Allemagne – La semaine dernière deux hommes s’en sont pris physiquement et à deux reprises à Béla Mokrys, membre du conseil d’un district de Hanovre dans lequel il représente le parti Alliance/les Verts. Cet événement est tout sauf un banal fait divers car il s’inscrit dans une logique de violence dont cette formation n’est hélas pas la seule à payer un lourd tribut.

L’ancien ministre de l’environnement de Gerhard Schrödern Jürgen Trittin, ici badigeonné de crème couleur sang, a souvent été victime de violences.

En effet, les données rendues publiques par l’Office Fédéral en charge de la criminalité, révèle que l’an dernier 5.316 délits ont été enregistrés, ce qui signifie qu’il ne s’est pas passé de jour sans que 14,5 actes malveillants n’aient eu lieu. Les autorités scindent les délits en trois catégories, les attaques verbales ou physiques contre des personnes, la détérioration de locaux et permanences et le vandalisme de panneaux d’affichage.
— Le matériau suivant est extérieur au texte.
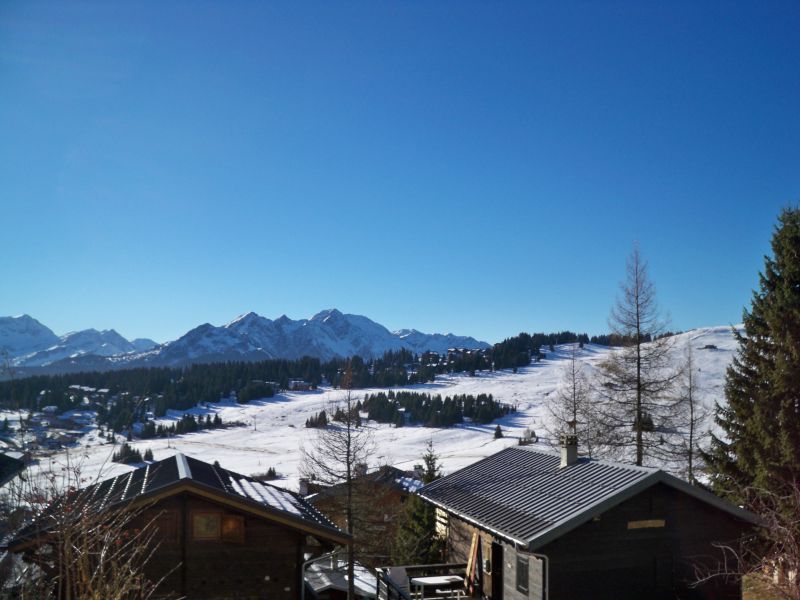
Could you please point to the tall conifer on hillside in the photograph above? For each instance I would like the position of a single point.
(760, 448)
(634, 415)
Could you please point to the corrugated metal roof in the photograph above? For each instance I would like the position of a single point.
(526, 497)
(158, 476)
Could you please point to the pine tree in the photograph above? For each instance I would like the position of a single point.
(760, 449)
(416, 541)
(634, 415)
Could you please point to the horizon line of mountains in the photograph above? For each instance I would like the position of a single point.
(31, 346)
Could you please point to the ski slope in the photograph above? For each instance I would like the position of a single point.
(276, 430)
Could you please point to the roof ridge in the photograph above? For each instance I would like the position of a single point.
(184, 472)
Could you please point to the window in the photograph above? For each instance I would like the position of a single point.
(522, 574)
(233, 529)
(166, 523)
(206, 525)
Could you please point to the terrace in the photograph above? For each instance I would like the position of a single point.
(419, 582)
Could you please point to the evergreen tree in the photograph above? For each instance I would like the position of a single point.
(635, 416)
(760, 450)
(416, 541)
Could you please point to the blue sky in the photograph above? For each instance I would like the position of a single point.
(476, 167)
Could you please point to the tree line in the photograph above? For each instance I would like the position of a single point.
(432, 410)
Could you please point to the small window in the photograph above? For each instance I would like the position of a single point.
(166, 523)
(233, 529)
(522, 574)
(206, 525)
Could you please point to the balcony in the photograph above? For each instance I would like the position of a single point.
(422, 582)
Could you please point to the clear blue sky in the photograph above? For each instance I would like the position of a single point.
(476, 167)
Le plus inquiétant provient du fait que c’est la première d’entre elles qui représente, avec 2.790 faits signalés ou plaintes enregistrées, la majorité (52,5%) des infractions. Dans ce pourcentage peu vertueux, l’Allianz/les Verts a le triste privilège avec 1.219 actes répréhensibles (43,7%) de s’arroger la part du gâteau, loin devant le parti-social démocrate (420) et le FDP (194), ce qui porte à 1.833 (65,6%) le nombre d’attaques dont ont été victimes les représentants des trois formations actuellement au pouvoir. Le parti d’extrême-droite AfD arrive en seconde position derrière les Verts avec 478 délits (17,1%). La violence dont sont victimes les représentants du peuple n’est pas un phénomène nouveau. Elle avait atteint son sommet le 1er juin 2019, lors de l’assassinat du président chrétien-démocrate du district de Cassel, Walter Lübcke, perpétré par un ancien membre du parti néo-nazi NPD et plusieurs fois condamné pour des actes racistes. Quelques mois après ce meurtre très médiatisé, le Bundestag adopta une série de lois contre la haine et incitation à la haine. Par ailleurs il fut décidé d’élargir l’article 188 du code pénal afin de protéger les personnes de la vie politique contre la diffamation et la calomnie qui sont les deux premiers maillons de la chaîne.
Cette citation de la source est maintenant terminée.